While it was certainly not our aim to create the impression that all transfers will be commission driven, the LOA remains concerned that clients could be prejudiced where transfers from one retirement annuity (RA) fund to another are motivated by additional fees that did not apply to the transferring fund and that are deductible from the accumulated retirement savings of the clients.
Click here to download a pdf file 137 kb to read the LOA's submission, which we believe puts our concerns in greater context than came across in summarised reports.
At the time of our submission, National Treasury commented that the LOA submission had overstated the risk that trail fees present to RA fund members. After due consideration, however, National Treasury this week agreed that there is such a risk.
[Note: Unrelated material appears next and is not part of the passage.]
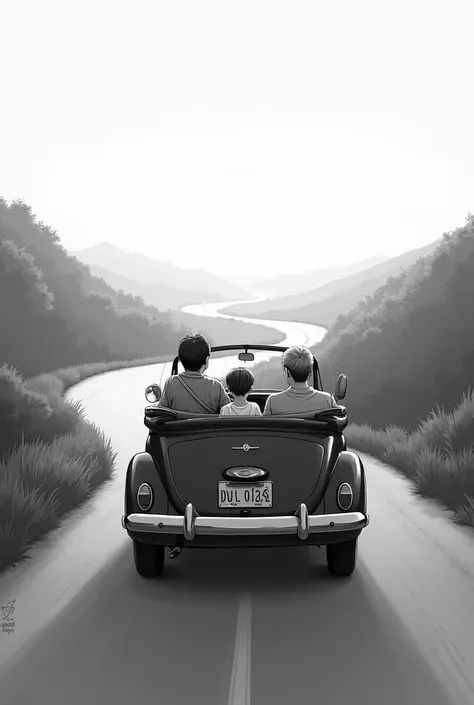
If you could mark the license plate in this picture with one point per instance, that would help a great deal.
(232, 494)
National Treasury therefore agreed with the LOA's suggested change (i.e. no trail fee if transfer is from an underwritten fund) when they presented their proposed amendments to the Portfolio Committee on Finance on Wednesday.
In presenting to the Portfolio Committee on Finance, Jonathan Dixon said:
* National Treasury had thought that the LOA submission overstated the risk posed by trail fees, but that it is now recognized that there is such a risk.
* National Treasury believes that this risk will no longer be an issue in a few years time because of Treasury's plans to level the playing fields.
* While the FAIS Act provides a legislative framework, it is still fairly new and there are some gaps in enforcement (to be addressed in the FAIS Amendment Bill hopefully to come before the committee later in the year).
* Treasury therefore believes that there is merit in removing the risk, while not interfering with the principle that advisers be remunerated for advice. Since the proposed amendments do not prevent this as payment can be made directly by the client to the adviser for "fee based advice", this is considered the preferred method as it is completely transparent.